In the early days of our marriage, Teresa and I had a certain tradition. I being a workaholic, I would often stay up into the late hours working on a project, while Teresa, who wanted to be near me but also wanted to sleep, would lie at my feet. Sometimes I would take advantage of her late-night delirium by compelling her to write short stories with me, because the random gibberish her half-conscious mind spewed out was brilliant. Following is one such story that I just stumbled upon from 2007. Enjoy.
“Where’s my crackers?” said Mr. Booshna.
“They’re in your trousers,” said the dog.
“I knew you were going to say something nasty like that, you dumb dog.”
“I love you.”
“You have my crackers.”
“My name is Cleopald,” said the dog.
“I don’t care what your name is. Give me back my crackers.”
Just then, the chittering chimpanzee from outer space came through the laundry shoot amid a dazzling display of sparks. He shouted with glee, “Table manners!”
“Oh, excuse me,” said Mr. Booshna. Then in a very polite voice, “Mr. Dog, may I speak with you outside, please?”
The dog said, “I’m not a hot dog, I’m a dog.”
“I didn’t say you were a hot dog,” said Mr.

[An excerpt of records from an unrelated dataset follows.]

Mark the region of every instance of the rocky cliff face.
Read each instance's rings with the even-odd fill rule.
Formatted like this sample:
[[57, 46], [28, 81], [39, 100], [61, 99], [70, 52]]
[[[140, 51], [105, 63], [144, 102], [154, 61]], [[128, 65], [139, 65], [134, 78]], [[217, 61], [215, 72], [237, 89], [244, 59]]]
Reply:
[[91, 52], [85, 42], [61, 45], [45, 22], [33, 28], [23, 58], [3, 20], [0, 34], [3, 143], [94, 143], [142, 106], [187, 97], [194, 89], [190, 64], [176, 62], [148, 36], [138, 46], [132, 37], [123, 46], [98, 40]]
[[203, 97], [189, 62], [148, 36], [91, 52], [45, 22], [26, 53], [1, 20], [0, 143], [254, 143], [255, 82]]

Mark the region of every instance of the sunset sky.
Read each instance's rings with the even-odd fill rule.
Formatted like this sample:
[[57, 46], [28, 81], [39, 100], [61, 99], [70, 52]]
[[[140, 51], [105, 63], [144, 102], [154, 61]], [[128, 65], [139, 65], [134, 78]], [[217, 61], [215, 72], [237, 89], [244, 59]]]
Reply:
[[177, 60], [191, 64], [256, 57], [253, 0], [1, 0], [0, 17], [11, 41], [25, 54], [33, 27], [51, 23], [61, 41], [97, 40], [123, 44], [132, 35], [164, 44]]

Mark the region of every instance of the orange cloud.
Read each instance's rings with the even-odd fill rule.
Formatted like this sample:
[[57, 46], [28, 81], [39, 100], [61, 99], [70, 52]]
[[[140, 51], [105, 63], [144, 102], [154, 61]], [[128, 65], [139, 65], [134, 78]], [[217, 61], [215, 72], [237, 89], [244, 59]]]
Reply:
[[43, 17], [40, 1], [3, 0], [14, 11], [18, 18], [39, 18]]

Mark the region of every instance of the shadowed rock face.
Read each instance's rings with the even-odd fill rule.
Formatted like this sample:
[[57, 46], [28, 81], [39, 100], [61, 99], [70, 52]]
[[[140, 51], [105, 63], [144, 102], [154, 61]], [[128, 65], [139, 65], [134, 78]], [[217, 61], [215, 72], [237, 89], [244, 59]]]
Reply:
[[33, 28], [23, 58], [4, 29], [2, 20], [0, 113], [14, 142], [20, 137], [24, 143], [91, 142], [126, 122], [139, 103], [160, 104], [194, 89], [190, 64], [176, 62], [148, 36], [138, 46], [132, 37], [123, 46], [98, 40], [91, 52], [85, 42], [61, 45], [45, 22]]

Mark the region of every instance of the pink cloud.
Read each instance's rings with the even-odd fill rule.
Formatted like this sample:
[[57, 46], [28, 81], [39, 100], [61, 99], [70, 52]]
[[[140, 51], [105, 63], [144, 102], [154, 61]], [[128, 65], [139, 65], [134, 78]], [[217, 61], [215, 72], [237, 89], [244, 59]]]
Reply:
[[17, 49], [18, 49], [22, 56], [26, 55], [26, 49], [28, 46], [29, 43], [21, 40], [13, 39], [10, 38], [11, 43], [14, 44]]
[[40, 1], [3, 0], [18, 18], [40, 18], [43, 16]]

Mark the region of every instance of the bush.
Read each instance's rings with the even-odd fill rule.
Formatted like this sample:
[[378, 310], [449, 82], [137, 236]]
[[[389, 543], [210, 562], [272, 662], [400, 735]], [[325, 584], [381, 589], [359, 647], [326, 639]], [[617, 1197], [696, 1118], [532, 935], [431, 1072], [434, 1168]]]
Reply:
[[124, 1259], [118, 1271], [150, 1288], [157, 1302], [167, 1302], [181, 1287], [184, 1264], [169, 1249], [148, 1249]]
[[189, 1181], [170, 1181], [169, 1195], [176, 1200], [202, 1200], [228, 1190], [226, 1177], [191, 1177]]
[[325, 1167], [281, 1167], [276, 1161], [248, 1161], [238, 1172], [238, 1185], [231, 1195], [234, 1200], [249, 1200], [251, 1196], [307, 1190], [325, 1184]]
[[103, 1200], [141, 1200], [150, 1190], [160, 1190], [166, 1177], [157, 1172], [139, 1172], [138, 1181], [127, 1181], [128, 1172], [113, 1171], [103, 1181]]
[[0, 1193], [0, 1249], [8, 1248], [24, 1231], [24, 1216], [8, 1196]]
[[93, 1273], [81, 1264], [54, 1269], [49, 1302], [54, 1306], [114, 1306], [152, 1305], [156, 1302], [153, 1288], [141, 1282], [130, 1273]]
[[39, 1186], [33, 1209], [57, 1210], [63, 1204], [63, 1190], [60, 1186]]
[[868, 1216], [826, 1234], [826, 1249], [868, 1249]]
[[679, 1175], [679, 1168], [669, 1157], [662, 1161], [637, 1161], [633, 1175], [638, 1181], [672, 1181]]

Booshna. “I just asked if you would speak with me outside.”
“Oh, my apologies for the misunderstanding.”
Then the evil lamps of doom came down and zapped the dog’s tail off.
“Don’t!” said the dog.
The chittering chimpanzee squealed with excitement.
Then the lamps zap the rest of the red horribleness out of Mr. Booshna’s eyes. So then the ants come and jump on Mr. Booshna’s back and pulls out his really big bazooka from nowhere, and they have a barbecue with it, and they have a big neighborhood barbecue. And then the oreos came and covered Mr. Booshna’s glasses so he couldn’t see anymore. There was an Oreo on each of his glass things.
And then the man tripped because he couldn’t see. He tripped over some spicy pork rinds.
The chittering chimpanzee went to sleep.
The dog became a horrible dog with a beard, and he laughed at his reflection in the water, and pounced on the ants. He grew wings and darted through the sky in a streak of fire. All the people were afraid, except the little boy.
There were these potatoes who winked, and then the little boy came named Rufio and asked for some pity. Instead, all he received was rocks. But they were beautiful rocks, made of toilet.
“I’m really cold,” said the boy.
“Here, have some…” The shrubs started to move. They didn’t like all the noise. They got up, picked up their roots and said, “I’m leaving.”
And the dog said, “Poor boy, please don’t be cold, we will warm you. This ant here has a bazooka, it will warm you. He didn’t do a very good job last time. We have room in the garden in the backyard for the boy.””
“But wait,” said the boy. “I wasn’t really fired up, I’m okay.”
\”You were a singed boy,” said Mr. Booshna.
“That’s okay,” said the boy.
And then the shrubs felt bad, so they came back, and the ant was so happy that he let the bazooka go again, and there were no more shrubs.